They won’t break my spirit/I won’t let them win
I’ll just keep on living/ The way I want to live
Kesha starts her new album Rainbow with “Bastards,” a pared down guitar-and-vocals proclamation of staying strong in the face of bastards, assholes, and mean girls. Her next song, “Let ‘Em Talk,” brings the same idea into a classic pop rock mix with squealing guitars, bright drums, and scrappier lyrics like
Shake that ass, don’t care if they talk about it
Fuck all that, haters, just forget about ’em
It’s impossible to listen to Rainbow without hearing a woman wresting back control of her body and her image. Kesha has been fighting a public battle since 2014 to be released from an exclusive contract with producer Dr. Luke, whom she claims drugged and raped her in 2005 and has been physically and emotionally abusive over the course of their professional relationship. Since bringing her first lawsuit against Dr. Luke in 2014, Kesha claims that Dr. Luke and parent company Sony have refused to produce, publish, or promote her music. Dr. Luke has countersued Kesha and her mother for defamation and asserts that they’re just in it for that sweet rape money.
I’m not a legal expert and I’m not a detective. It’s tough to follow the extremely complicated series of lawsuits and countersuits that have rocketed back and forth between Kesha, her mother Pebe Sebert, Dr. Luke (real name Lukasz Gottwald), and Sony records. But as a woman and a longtime resident of the planet Earth, all of my observations have demonstrated that being a public survivor of sexual assault is a traumatic, and potentially life-ruining position to take up. If Kesha has invented abuse in order to snag a better recording contract, then she was willing to risk everything–her livelihood, her reputation, years of recording time–on her ability to pull the wool over everyone’s eyes. And it hasn’t even worked; she no longer works with Dr. Luke since he left his Sony imprint, but she’s still bound to the record company that put her in harm’s way, and Dr. Luke still stands to gain from Rainbow‘s success.
And Rainbow is a triumph. It’s a genre-smashing delight, demonstrating a rare combination of talent and intense joy for songwriting in any form–glossy dance hit, badass country rock, or soulful ballad.
The album’s third track is the brassy country-rock anthem “Woman,” which is an equally perfect pregame hype song as post-breakup anthem.
Another highlight is “Prayer,” the first single released from Rainbow, and Kesha’s first new music release after nearly four years of silence. Between Kesha’s description of the song in Lena Dunham’s Lenny Letter newsletter and its lyrics, “Prayer” speaks to a struggle with feelings of powerlessness and depression, and strikes a balance between reckoning with her abuser and moving forward without him.
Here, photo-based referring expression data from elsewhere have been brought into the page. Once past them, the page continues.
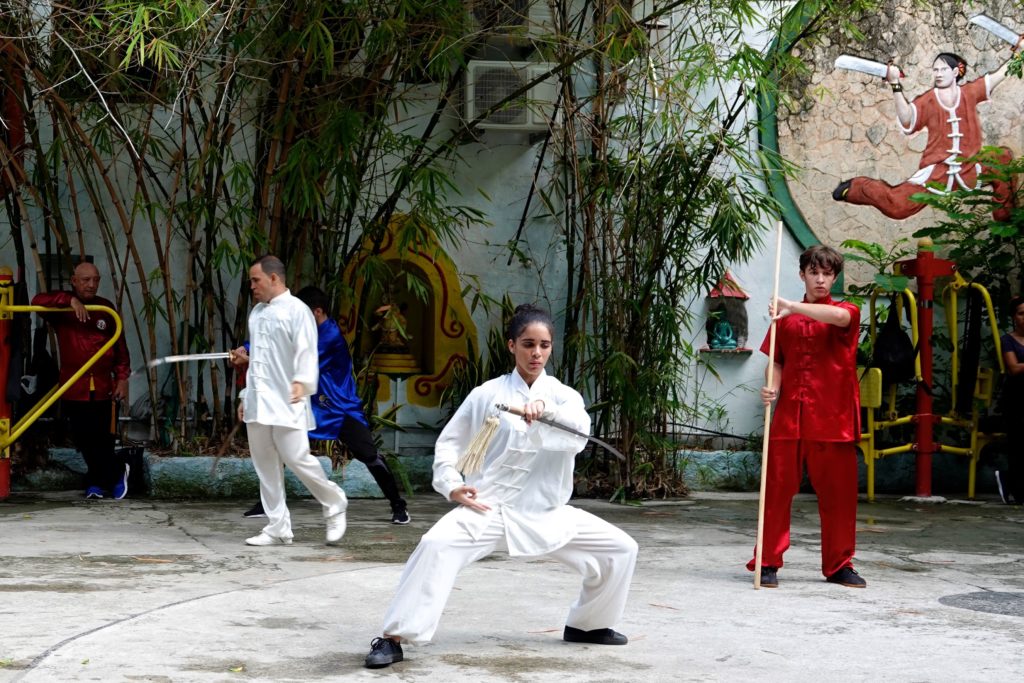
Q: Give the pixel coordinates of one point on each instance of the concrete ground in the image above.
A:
(154, 590)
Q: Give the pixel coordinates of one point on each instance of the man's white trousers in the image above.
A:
(271, 447)
(603, 554)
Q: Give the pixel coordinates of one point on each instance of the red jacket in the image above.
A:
(79, 341)
(819, 397)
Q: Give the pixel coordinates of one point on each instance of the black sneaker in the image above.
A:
(400, 516)
(255, 511)
(842, 189)
(1003, 492)
(383, 652)
(595, 637)
(847, 577)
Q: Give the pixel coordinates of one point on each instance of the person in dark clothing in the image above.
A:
(1011, 482)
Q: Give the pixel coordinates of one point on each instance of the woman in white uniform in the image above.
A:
(517, 502)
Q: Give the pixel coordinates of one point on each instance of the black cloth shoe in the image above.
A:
(383, 652)
(847, 577)
(255, 511)
(399, 516)
(595, 637)
(841, 190)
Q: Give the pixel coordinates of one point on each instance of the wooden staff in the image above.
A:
(759, 547)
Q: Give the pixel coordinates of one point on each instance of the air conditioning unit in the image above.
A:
(524, 17)
(489, 82)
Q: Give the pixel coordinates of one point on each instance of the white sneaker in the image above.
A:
(335, 527)
(1003, 492)
(264, 539)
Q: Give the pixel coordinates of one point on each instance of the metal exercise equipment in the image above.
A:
(919, 312)
(9, 433)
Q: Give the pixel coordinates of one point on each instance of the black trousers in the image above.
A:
(359, 440)
(1015, 456)
(90, 429)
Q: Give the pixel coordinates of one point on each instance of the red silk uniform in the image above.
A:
(953, 134)
(816, 423)
(78, 341)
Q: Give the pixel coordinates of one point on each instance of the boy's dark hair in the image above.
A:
(823, 258)
(314, 297)
(954, 61)
(271, 265)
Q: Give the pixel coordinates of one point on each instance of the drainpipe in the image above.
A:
(926, 268)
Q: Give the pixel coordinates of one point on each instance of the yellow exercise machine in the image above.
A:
(875, 397)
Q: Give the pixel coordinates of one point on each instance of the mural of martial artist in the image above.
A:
(949, 113)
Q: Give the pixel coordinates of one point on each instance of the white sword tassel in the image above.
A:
(216, 355)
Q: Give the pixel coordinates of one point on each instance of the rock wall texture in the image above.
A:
(844, 123)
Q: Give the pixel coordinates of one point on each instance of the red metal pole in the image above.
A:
(926, 268)
(6, 298)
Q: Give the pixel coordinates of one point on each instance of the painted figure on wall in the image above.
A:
(949, 114)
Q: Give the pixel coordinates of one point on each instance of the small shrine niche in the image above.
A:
(726, 326)
(417, 326)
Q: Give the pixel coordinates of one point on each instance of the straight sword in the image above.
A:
(557, 425)
(216, 355)
(996, 29)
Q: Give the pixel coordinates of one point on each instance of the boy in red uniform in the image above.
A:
(816, 421)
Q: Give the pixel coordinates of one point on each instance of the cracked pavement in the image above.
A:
(154, 590)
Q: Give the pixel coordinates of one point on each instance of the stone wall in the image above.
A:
(846, 124)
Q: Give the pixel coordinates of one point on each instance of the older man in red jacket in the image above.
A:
(87, 403)
(816, 421)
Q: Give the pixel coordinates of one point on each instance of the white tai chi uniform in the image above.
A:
(283, 350)
(526, 478)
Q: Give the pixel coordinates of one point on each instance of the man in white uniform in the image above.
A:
(274, 404)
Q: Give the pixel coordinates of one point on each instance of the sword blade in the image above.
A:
(216, 355)
(557, 425)
(994, 28)
(861, 66)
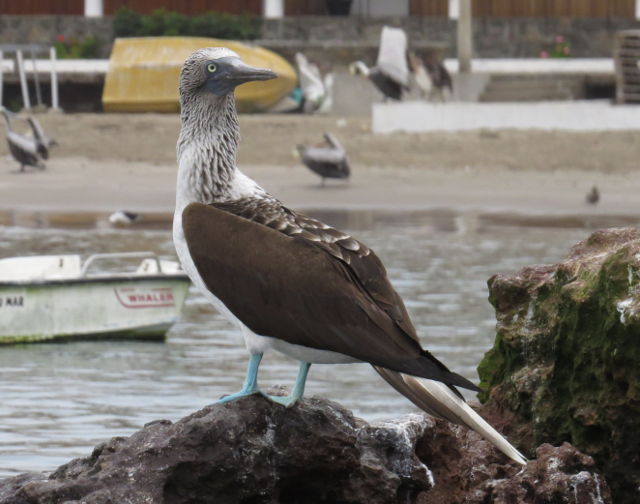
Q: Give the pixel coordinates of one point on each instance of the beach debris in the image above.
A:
(390, 75)
(124, 217)
(593, 196)
(24, 149)
(316, 91)
(329, 160)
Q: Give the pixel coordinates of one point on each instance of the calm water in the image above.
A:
(58, 400)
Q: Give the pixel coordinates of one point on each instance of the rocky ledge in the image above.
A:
(255, 451)
(566, 362)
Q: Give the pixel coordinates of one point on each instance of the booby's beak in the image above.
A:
(239, 73)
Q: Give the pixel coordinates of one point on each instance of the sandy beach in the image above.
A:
(107, 162)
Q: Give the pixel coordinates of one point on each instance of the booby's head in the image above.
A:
(217, 71)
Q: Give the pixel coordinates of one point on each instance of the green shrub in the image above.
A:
(162, 22)
(73, 48)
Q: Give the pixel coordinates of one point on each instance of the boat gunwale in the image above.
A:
(99, 279)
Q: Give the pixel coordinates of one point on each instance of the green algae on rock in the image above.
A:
(566, 360)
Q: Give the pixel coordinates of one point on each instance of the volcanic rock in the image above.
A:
(255, 451)
(565, 366)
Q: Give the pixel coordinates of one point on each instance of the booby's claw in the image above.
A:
(250, 386)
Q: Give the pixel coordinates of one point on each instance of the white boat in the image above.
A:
(59, 297)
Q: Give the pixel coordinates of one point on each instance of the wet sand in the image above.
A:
(107, 162)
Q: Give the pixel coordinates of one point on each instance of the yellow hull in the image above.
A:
(144, 72)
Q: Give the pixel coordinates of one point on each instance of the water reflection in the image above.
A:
(59, 400)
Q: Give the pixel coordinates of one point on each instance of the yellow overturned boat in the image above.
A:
(143, 74)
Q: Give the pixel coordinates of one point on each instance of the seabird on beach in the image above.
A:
(593, 196)
(291, 283)
(391, 72)
(328, 161)
(23, 148)
(433, 79)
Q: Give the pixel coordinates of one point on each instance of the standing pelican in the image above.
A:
(289, 282)
(390, 75)
(328, 161)
(23, 149)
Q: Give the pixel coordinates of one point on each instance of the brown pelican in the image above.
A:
(390, 75)
(23, 148)
(433, 79)
(289, 282)
(328, 161)
(593, 196)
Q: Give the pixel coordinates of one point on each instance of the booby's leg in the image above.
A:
(298, 388)
(250, 382)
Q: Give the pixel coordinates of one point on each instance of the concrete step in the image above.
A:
(532, 88)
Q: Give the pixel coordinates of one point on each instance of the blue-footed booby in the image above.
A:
(291, 283)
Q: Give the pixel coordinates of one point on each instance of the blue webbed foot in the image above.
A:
(298, 389)
(250, 386)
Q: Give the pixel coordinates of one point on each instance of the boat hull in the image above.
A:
(89, 308)
(144, 72)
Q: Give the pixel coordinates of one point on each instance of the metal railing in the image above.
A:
(33, 49)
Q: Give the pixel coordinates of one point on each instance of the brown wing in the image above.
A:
(278, 279)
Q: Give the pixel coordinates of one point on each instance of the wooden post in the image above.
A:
(55, 105)
(273, 9)
(93, 8)
(465, 36)
(26, 102)
(1, 75)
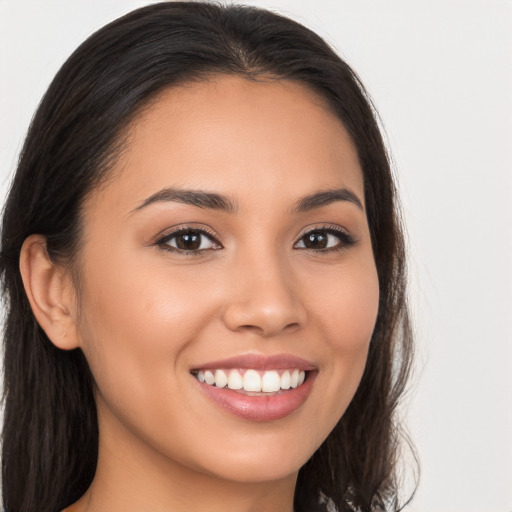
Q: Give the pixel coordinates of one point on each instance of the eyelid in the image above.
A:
(164, 236)
(346, 238)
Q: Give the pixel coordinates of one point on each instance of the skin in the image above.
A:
(144, 315)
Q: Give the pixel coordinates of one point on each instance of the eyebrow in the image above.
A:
(213, 201)
(197, 198)
(325, 197)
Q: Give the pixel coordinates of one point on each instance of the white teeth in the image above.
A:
(209, 378)
(220, 379)
(252, 380)
(235, 380)
(294, 381)
(286, 380)
(270, 382)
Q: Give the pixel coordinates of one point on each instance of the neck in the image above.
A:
(131, 478)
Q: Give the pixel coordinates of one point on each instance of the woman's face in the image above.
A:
(231, 245)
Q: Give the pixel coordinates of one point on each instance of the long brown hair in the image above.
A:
(50, 433)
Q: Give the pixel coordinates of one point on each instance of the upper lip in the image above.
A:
(260, 362)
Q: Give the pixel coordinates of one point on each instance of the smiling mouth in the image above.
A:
(253, 382)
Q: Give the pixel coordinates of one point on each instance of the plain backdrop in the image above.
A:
(440, 72)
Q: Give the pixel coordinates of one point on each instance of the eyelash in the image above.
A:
(345, 239)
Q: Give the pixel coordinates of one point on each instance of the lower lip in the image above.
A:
(260, 408)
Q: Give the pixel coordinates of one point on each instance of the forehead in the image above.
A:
(271, 139)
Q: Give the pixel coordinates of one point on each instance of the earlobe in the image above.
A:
(50, 293)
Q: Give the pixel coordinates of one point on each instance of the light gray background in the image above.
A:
(440, 72)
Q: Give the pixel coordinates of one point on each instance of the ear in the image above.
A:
(50, 292)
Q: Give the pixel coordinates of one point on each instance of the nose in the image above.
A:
(263, 298)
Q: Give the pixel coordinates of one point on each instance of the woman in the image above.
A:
(204, 274)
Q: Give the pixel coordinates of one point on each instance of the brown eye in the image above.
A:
(325, 240)
(315, 240)
(188, 240)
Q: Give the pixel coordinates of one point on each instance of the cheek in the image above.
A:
(136, 321)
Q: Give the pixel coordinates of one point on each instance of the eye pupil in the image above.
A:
(190, 241)
(315, 240)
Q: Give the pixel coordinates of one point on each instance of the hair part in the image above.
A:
(50, 432)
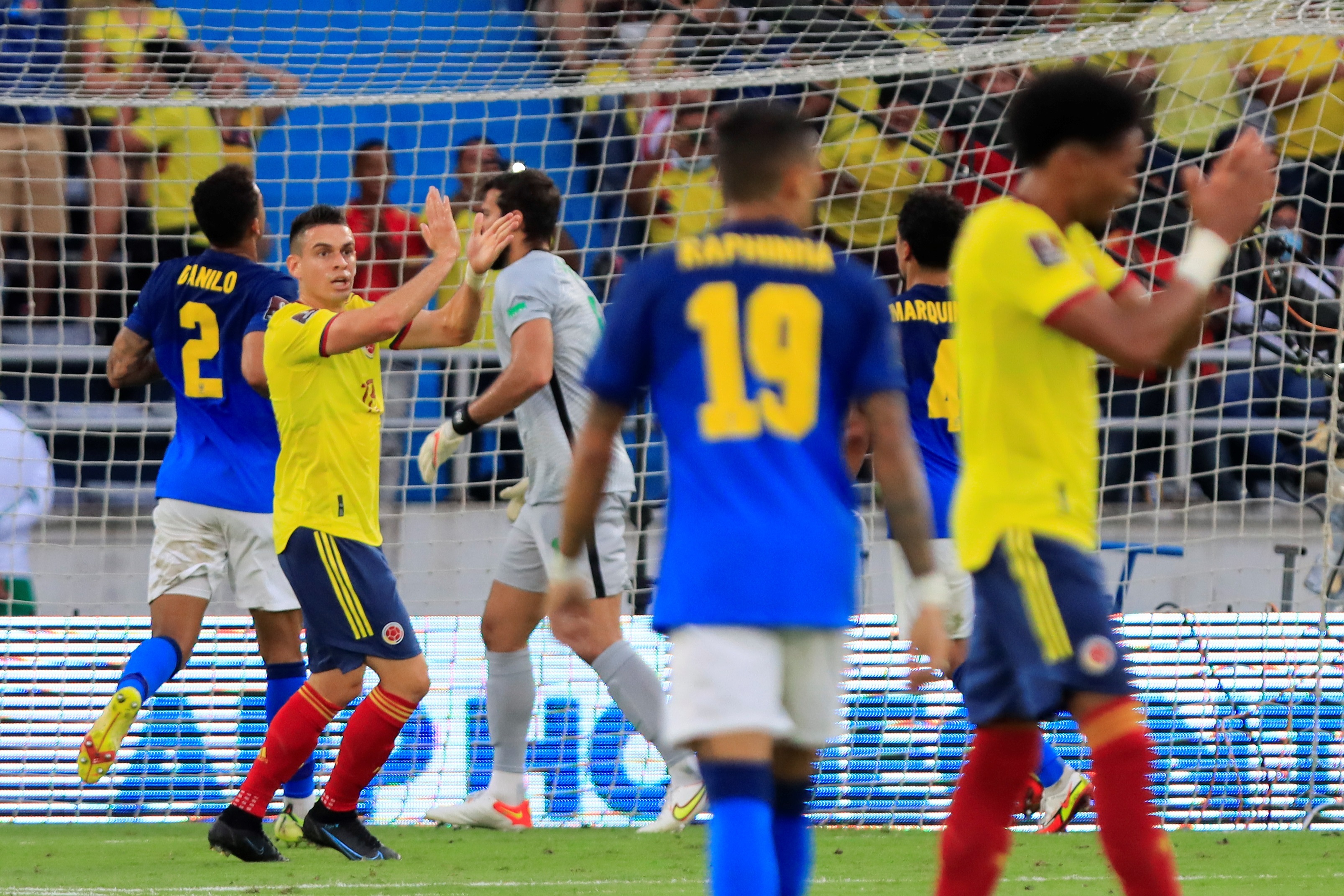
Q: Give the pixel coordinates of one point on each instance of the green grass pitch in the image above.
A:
(171, 860)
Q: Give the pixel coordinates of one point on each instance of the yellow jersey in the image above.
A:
(330, 413)
(1029, 393)
(123, 42)
(1315, 124)
(686, 203)
(187, 150)
(887, 170)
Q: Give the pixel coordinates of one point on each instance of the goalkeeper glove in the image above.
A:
(515, 493)
(443, 442)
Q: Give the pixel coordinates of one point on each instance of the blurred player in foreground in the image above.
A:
(927, 230)
(756, 343)
(322, 367)
(547, 326)
(1038, 300)
(198, 323)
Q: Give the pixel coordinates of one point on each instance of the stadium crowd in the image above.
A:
(95, 198)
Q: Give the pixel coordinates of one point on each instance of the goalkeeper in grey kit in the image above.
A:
(547, 326)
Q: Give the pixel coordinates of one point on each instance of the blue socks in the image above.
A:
(792, 837)
(151, 665)
(283, 682)
(742, 860)
(1051, 768)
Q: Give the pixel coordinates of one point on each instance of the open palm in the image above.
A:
(485, 244)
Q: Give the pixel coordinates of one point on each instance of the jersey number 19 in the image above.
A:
(783, 347)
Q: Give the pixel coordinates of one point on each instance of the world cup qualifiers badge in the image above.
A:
(1097, 656)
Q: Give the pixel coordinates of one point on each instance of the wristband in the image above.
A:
(932, 590)
(564, 570)
(463, 422)
(1203, 258)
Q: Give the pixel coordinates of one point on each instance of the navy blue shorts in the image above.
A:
(350, 601)
(1043, 632)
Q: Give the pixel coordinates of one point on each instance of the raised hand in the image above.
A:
(485, 244)
(440, 230)
(1233, 197)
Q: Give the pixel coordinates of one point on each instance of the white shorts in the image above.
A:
(961, 614)
(198, 549)
(733, 679)
(538, 528)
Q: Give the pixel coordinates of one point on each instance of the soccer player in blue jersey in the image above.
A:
(756, 342)
(924, 315)
(198, 324)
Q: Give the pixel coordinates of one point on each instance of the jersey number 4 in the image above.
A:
(944, 394)
(203, 348)
(783, 348)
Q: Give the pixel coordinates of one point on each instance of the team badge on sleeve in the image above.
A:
(276, 304)
(1097, 656)
(1046, 249)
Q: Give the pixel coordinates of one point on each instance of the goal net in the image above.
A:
(1221, 491)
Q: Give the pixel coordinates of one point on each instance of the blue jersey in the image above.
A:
(754, 342)
(33, 48)
(197, 311)
(924, 317)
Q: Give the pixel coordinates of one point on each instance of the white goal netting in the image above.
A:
(1217, 477)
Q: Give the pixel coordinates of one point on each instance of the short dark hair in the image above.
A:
(176, 59)
(226, 204)
(1077, 104)
(929, 223)
(531, 193)
(756, 143)
(315, 217)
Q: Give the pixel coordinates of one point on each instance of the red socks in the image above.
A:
(370, 737)
(291, 740)
(976, 841)
(1135, 843)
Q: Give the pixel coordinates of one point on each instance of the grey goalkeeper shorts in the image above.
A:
(537, 534)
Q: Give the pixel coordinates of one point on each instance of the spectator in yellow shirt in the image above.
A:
(241, 130)
(111, 42)
(1301, 80)
(679, 194)
(171, 150)
(870, 171)
(1199, 92)
(476, 160)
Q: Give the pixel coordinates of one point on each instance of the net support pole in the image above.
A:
(1183, 425)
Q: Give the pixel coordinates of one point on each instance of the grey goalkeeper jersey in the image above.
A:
(541, 285)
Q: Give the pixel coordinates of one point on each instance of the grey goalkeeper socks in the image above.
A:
(510, 694)
(636, 689)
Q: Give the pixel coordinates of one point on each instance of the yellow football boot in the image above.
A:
(100, 747)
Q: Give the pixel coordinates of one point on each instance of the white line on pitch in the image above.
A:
(492, 884)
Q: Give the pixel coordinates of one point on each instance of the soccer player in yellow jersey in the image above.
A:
(1038, 300)
(326, 385)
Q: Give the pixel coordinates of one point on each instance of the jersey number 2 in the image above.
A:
(784, 348)
(203, 348)
(944, 394)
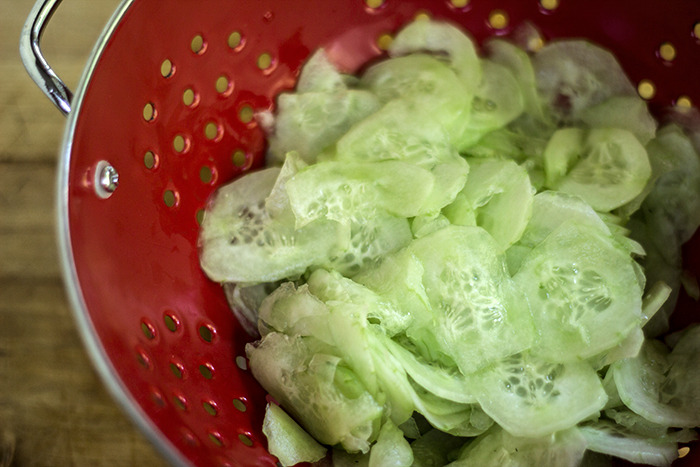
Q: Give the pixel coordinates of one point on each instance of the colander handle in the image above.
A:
(34, 61)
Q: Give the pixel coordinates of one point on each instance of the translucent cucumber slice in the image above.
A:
(391, 448)
(441, 38)
(305, 385)
(287, 441)
(583, 293)
(457, 419)
(608, 438)
(371, 238)
(530, 397)
(660, 386)
(311, 122)
(550, 209)
(573, 75)
(514, 58)
(499, 194)
(563, 150)
(339, 191)
(497, 101)
(433, 448)
(399, 130)
(240, 243)
(478, 317)
(613, 169)
(332, 286)
(636, 423)
(417, 76)
(498, 448)
(319, 75)
(625, 112)
(447, 383)
(675, 198)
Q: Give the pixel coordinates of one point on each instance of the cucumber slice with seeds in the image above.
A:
(583, 293)
(531, 397)
(239, 242)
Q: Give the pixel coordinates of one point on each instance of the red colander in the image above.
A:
(164, 113)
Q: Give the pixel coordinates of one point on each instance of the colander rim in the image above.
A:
(96, 351)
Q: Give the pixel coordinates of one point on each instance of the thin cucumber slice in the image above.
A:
(519, 63)
(420, 77)
(457, 419)
(550, 209)
(332, 286)
(530, 397)
(319, 75)
(573, 75)
(612, 170)
(441, 38)
(497, 101)
(305, 385)
(391, 448)
(240, 243)
(478, 317)
(608, 438)
(636, 423)
(498, 448)
(625, 112)
(339, 191)
(500, 196)
(371, 238)
(583, 293)
(311, 122)
(433, 448)
(564, 148)
(660, 386)
(447, 383)
(287, 441)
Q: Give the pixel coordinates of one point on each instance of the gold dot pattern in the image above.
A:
(646, 89)
(498, 19)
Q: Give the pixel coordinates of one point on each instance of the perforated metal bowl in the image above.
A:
(164, 114)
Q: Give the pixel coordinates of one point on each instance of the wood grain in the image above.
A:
(53, 407)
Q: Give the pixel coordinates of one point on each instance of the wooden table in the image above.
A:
(51, 401)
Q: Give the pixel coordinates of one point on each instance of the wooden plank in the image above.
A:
(50, 398)
(27, 197)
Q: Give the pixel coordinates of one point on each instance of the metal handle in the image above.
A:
(34, 61)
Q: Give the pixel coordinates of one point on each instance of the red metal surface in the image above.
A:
(136, 258)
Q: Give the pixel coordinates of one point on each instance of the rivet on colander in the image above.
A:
(106, 179)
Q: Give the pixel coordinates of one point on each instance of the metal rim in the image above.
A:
(94, 347)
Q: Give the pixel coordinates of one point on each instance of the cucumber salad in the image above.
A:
(466, 256)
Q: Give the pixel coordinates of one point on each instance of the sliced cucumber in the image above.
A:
(498, 448)
(441, 38)
(660, 386)
(519, 63)
(500, 196)
(530, 397)
(240, 243)
(608, 168)
(391, 448)
(583, 293)
(287, 441)
(573, 75)
(497, 101)
(305, 385)
(478, 317)
(550, 209)
(625, 112)
(339, 191)
(608, 438)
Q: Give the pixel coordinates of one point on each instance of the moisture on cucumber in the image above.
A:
(465, 256)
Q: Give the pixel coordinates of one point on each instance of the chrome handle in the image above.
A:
(34, 61)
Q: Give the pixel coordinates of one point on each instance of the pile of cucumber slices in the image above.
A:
(466, 257)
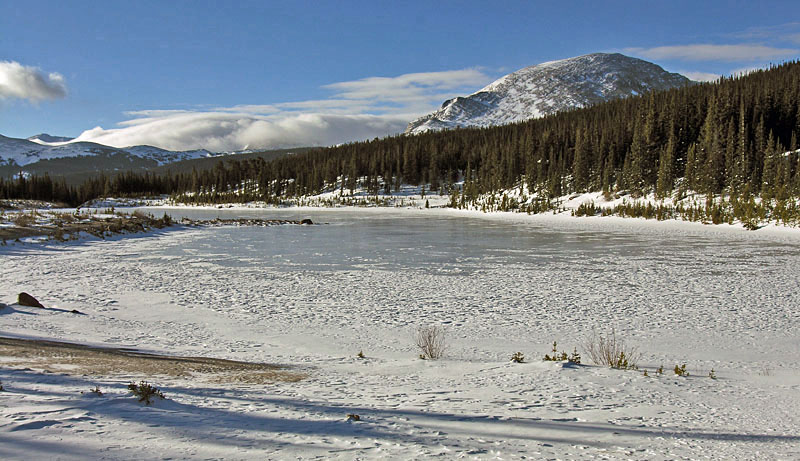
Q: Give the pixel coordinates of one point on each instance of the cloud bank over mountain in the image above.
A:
(357, 110)
(26, 82)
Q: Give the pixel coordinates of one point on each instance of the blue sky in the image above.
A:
(229, 75)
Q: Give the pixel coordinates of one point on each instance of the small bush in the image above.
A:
(609, 350)
(25, 219)
(681, 370)
(145, 392)
(431, 341)
(562, 356)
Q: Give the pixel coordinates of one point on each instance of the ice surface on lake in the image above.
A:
(364, 279)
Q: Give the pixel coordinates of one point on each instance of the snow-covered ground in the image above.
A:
(312, 297)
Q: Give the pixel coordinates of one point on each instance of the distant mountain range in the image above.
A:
(22, 152)
(531, 92)
(59, 155)
(548, 88)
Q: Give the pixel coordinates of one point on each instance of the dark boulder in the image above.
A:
(24, 299)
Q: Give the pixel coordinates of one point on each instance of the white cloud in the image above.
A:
(707, 52)
(358, 110)
(408, 87)
(25, 82)
(700, 76)
(225, 131)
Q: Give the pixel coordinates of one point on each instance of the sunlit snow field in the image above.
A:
(712, 297)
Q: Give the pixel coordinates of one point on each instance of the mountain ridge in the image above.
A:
(549, 87)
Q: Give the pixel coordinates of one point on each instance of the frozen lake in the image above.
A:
(363, 280)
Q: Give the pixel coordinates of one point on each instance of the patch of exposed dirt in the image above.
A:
(60, 357)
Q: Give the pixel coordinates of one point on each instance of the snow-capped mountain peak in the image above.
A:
(46, 139)
(550, 87)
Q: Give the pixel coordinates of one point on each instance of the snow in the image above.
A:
(312, 297)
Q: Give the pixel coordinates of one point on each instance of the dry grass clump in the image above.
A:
(611, 351)
(431, 341)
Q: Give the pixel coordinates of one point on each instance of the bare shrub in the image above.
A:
(25, 219)
(609, 350)
(145, 392)
(431, 342)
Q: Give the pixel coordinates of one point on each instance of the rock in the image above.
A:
(24, 299)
Well, you almost had me fooled
Told me that I was nothing without you
Oh, but after everything you’ve done
I can thank you for how strong I have become
The music video includes a spoken intro that’s strongly reminiscent of Beyoncé’s Lemonade, and moves through soulful, intimate moments into a triumphant climax where she washes her hands of Dr. Luke:
I’ll bring thunder, I’ll bring rain,
When I’m finished, they won’t even know your name
Kesha moves past her trauma with power and compassion, telling her abuser that she hopes he is “somewhere praying,” that “someday you’ll see the light.” She keeps Rainbow’s focus squarely on her own recovery, her desire to turn her own story into a space to uplift others who feel forgotten or downtrodden; her fourth track calls itself a “hymn for the hymnless,” and the album’s title track “Rainbow” attempts to guide others through their own dark times:
Darling, our scars make us who we are,
So when the winds are howling strong
And you think you can’t go on, hold tight, sweetheart
But Rainbow also leaves room for playfulness and joy. With sexy Britney Spears-inspired “Boots,” goofy folk-pop “Godzilla,” and exuberant dance hit “Boogie Feet,” Kesha brings an unapologetic sense of fun into the album.
With 2017’s white lady pop stars struggling to reinvent themselves (or un-reinvent themselves), it seems like the demand is not only for these women to be gracefully super famous, but to be self-referential in their fame, to occupy the public eye in a space of careful image curation and complete authenticity. Too Fat, Too Slutty, Too Loud author Anne Helen Petersen speaks to the demands of female pop stardom in her chapter on Madonna, writing, “Pop and postmodernism both revel in surfaces, transformation and pastiche…Madonna has to continue reinventing and revitalizing herself, in part because pop music, and its fetishization of the new, demands it.” We’ve seen similar transformations from Taylor Swift, Miley Cyrus, and even Justin Bieber in the past couple of years. But instead of chasing the “new Kesha” through endless images and reflections of herself, Kesha pulls listeners back into older influences, mining childhood home videos in the music video for “Learn to Let Go,” collaborating with country queen Dolly Parton on a cover of “Old Flame,” and digging into what’s raw, intimate, and real.
In a moment of intense cynicism, an album this honest and generous feels like a gift.